Ok- back to normal! Seems like I have had lots of big announcements lately- so I am back to focusing on mom stuff! I read this article today and really liked it. I love "lists" and this is a great list of manners to teach kids- a lot of them make me feel good that my kids- at 2 & 4 have them down- and a lot of them are good reminders of things to continue working on! Enjoy! 

This article is from: SHINE on Yahoo called "25 Manners Every Kid Should Know by Age 9"

  • Manner #1   When asking for something, say "Please." 
  • Manner #2   When receiving something, say "Thank you."
  • Manner #3   Do not interrupt grown-ups who are speaking with each other unless there is an emergency. They will notice you and respond when they are finished talking.

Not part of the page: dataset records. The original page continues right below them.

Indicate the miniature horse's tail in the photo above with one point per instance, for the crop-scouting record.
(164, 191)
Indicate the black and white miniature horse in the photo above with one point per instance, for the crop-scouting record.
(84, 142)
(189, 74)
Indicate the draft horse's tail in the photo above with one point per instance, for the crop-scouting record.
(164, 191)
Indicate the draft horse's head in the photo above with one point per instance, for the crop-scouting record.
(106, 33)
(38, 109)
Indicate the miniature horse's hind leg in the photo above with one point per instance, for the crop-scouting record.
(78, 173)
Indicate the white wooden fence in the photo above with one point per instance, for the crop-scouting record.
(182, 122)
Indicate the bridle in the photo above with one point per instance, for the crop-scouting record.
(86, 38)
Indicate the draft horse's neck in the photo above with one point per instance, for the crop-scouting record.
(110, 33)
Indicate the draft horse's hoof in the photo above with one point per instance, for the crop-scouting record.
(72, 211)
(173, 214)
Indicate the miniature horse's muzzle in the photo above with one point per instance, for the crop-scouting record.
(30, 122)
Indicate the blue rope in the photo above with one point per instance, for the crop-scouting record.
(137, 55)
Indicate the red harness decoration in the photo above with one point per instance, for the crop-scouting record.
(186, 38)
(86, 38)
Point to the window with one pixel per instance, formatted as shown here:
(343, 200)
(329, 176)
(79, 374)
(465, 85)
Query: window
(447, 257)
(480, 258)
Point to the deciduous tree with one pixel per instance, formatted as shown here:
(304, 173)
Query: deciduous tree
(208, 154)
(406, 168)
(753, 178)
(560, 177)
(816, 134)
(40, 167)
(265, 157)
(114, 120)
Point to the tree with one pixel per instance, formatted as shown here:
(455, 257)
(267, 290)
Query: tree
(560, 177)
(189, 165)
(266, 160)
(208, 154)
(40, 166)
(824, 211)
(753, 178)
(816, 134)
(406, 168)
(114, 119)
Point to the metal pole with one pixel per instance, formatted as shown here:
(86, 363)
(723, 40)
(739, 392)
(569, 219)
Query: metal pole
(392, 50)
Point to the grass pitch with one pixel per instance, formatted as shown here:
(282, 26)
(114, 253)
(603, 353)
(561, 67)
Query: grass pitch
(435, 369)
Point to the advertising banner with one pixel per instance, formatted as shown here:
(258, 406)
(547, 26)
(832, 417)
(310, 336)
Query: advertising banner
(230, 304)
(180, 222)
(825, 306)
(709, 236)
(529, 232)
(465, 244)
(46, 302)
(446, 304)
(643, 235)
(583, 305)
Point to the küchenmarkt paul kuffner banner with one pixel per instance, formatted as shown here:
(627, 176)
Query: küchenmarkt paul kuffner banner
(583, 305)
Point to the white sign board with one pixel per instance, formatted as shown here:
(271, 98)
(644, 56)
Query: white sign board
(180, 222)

  • Manner #4   If you do need to get somebody's attention right away, the phrase "excuse me" is the most polite way for you to enter the conversation.
  • Manner #5   When you have any doubt about doing something, ask permission first. It can save you from many hours of grief later.
  • Manner #6   The world is not interested in what you dislike. Keep negative opinions to yourself, or between you and your friends, and out of earshot of adults. JM: I think even teaching them not to be negative at all- no one wants a negative friend either.
  • Manner #7   Do not comment on other people's physical characteristics unless, of course, it's to compliment them, which is always welcome.
  • Manner #8   When people ask you how you are, tell them and then ask them how they are.
  • Manner #9   When you have spent time at your friend's house, remember to thank his or her parents for having you over and for the good time you had.
  • Manner #10   Knock on closed doors -- and wait to see if there's a response -- before entering.
  • Manner #11   When you make a phone call, introduce yourself first and then ask if you can speak with the person you are calling.
  • Manner #12   Be appreciative and say "thank you" for any gift you receive. In the age of e-mail, a handwritten thank-you note can have a powerful effect.
  • Manner #13   Never use foul language in front of adults. Grown-ups already know all those words, and they find them boring and unpleasant. JM: my thought, of course, is we dont use these words at all or there are consequences.
  • Manner #14   Don't call people mean names.
  • Manner #15   Do not make fun of anyone for any reason. Teasing shows others you are weak, and ganging up on someone else is cruel.
  • Manner #16   Even if a play or an assembly is boring, sit through it quietly and pretend that you are interested. The performers and presenters are doing their best.
  • Manner #17   If you bump into somebody, immediately say "Excuse me."
  • Manner #18   Cover your mouth when you cough or sneeze, and don't pick your nose in public.
  • Manner #19   As you walk through a door, look to see if you can hold it open for someone else.
  • Manner #20   If you come across a parent, a teacher, or a neighbor working on something, ask if you can help. If they say "yes," do so -- you may learn something new.
  • Manner #21   When an adult asks you for a favor, do it without grumbling and with a smile.
  • Manner #22   When someone helps you, say "thank you." That person will likely want to help you again. This is especially true with teachers!
  • Manner #23   Use eating utensils properly. If you are unsure how to do so, ask your parents to teach you or watch what adults do.
  • Manner #24   Keep a napkin on your lap; use it to wipe your mouth when necessary.
  • Manner #25   Don't reach for things at the table; ask to have them passed.